Adoro Franco Branciaroli e quindi difficilmente mi troverete a criticarlo, ma questa volta mi ha letteralmente incantato presentando una opera carica di  tutta la sua verve fatta di humour e dramma, messa in scena in maniera personale e travolgente :“Don Chisciotte è un enorme trattato sull’imitazione: così come lui imita i cavalieri, io imito i cavalieri della scena”. Con questa premessa Franco Branciaroli scende in scena nel doppio ruolo di Don Chisciotte e Sancho Panza, cui dà, imitandole, le voci di Vittorio Gassman e Carmelo Bene.

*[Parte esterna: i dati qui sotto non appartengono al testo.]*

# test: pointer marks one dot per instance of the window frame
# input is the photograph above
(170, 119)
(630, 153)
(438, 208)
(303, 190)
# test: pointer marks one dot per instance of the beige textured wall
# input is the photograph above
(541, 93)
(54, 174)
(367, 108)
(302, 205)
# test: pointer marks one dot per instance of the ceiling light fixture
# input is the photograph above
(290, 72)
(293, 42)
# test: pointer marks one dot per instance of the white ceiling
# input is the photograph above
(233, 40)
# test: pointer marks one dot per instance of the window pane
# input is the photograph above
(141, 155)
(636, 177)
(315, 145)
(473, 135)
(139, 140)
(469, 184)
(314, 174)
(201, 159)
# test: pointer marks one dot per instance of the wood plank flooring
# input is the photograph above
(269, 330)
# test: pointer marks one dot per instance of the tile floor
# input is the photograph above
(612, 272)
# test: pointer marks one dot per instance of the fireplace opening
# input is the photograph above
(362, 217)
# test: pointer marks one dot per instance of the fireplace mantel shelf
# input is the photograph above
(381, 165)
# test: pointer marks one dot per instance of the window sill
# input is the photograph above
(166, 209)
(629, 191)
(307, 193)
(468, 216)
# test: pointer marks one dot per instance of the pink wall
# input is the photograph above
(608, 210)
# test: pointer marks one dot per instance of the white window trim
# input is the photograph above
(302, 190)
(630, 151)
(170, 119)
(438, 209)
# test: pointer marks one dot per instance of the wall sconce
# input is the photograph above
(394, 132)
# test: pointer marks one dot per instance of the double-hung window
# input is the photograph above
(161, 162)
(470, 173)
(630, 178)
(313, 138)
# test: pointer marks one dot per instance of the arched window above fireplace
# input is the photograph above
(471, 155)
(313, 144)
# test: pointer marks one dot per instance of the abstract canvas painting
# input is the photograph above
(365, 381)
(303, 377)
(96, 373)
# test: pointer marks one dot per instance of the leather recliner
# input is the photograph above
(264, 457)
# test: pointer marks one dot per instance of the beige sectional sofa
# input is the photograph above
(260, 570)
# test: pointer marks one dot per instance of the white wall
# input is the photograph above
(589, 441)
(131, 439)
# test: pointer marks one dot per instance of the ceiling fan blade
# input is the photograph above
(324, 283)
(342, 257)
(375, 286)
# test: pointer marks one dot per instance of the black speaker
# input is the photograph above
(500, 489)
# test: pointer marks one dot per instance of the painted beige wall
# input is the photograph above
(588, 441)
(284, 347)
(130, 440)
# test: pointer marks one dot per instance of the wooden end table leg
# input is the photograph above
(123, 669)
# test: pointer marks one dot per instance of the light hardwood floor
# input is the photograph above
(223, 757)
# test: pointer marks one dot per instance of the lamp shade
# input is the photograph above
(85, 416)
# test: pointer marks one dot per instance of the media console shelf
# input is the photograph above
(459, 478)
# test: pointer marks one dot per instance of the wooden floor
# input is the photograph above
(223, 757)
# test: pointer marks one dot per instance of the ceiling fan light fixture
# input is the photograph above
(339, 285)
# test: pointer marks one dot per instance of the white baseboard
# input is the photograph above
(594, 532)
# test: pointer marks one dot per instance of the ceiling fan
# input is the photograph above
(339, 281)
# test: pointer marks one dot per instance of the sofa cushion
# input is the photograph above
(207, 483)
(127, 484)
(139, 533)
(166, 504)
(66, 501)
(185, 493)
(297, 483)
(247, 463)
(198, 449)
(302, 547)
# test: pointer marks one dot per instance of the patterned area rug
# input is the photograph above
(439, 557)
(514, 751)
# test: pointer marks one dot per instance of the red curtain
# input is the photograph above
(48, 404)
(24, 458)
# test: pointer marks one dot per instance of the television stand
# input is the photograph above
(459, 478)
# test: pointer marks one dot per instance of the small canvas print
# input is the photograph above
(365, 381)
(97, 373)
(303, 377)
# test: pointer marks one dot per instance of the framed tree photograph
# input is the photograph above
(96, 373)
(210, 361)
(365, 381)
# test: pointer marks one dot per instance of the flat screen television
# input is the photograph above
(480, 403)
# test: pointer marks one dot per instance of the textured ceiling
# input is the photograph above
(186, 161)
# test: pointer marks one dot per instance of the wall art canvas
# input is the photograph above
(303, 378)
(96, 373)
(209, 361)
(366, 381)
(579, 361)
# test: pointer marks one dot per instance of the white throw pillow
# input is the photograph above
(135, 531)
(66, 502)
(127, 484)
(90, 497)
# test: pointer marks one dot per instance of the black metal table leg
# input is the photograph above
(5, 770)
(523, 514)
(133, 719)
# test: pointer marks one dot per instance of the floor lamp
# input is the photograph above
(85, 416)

“Li immagino nell’aldilà – spiega ancora Branciaroli – mentre confessano che avrebbero sempre voluto mettere in scena il libro più d’avanguardia che ci sia, il Don Chisciotte. Li faccio parlare e così, accanto ai personaggi dell’Hidalgo e di Sancho, riprenderanno vita anche i loro dialoghi, i loro battibecchi, il loro immaginario, i loro vezzi speculativi”.

E continua dicendo …Il procedimento corrisponde a un nascondermi…Come se escludessi i miei mezzi vocali. Ancora di più col Don Chisciotte evocante Gassman e Bene (o con Gassman e Bene che evocano il Cavaliere della Mancha e Sancho); in definitiva plasmo le voci degli altri, voci diventate mitiche, nobilmente manieristiche. Non è un caso che loro due siano riproducibili, reinventabili (è molto difficile riprodurre me, che non ho nulla di particolare a livello di gola), e va aggiunto che il nostro è un momento in cui non si può più granché affermare una voce, per il semplice motivo che in realtà non ti stanno più ad ascoltare..”

Franco Branciaroli in una scena del "Don Chisciotte"

Branciaoli si plasma mostrando miti e facendosi interprete del mito teatrale,  lasciando anche a Bene ed a Gassman un ruolo doppio: Gassman imita Bene e quest’ultimo imita Gassman mentre entrambi recitano il Faust di Marlowe.  Lo spirito di Dante viene evocato a giudicare chi dei due reciti meglio la Commedia, visto che ormai tutti e tre sono ormai vivi nell’aldilà,  aprendo così uno squarcio interpretativo ulteriore: il teatro di oggi ed i suoi interpreti e fruitori.

Una critica, come lui stesso ha ammesso, ad un teatro che oggi in Italia ha fermi miti artistici e fatica a vivere il mito con i nuovi autori.

Branciaroli infatti, afferma “Un gruppo di persone decide cosa è giusto e cosa non lo è (e questo andrebbe bene se le opzioni e i culti fossero davvero giusti: purtroppo sono spesso sbagliati), e queste persone sono tutto l’apparato decisionale coalizzato (dal critico ai direttori di teatro). La conseguenza è che la povera arte del teatro continua a pedalare a vuoto, il ricambio è costituito da fallimenti, e non c’è spazio per un contropotere. Allora ho sentito la tentazione di portare in scena i potenti: vedetevela con loro, con Gassman e Bene. Non è proprio esclusivamente un omaggio: è anche, quindi, una specie di resa dei conti”.

Il palco che vive nell’attore vivente che rievoca attori ed autori che non lo sono più, un flusso di energia, fuoco che coinvolge lo spettatore che, liberato da ogni parametro (spazio, tempo ma persino di quello del narrato) , viene accompagnato a vivere una esperienza di teatro pura nella sua essenza viva.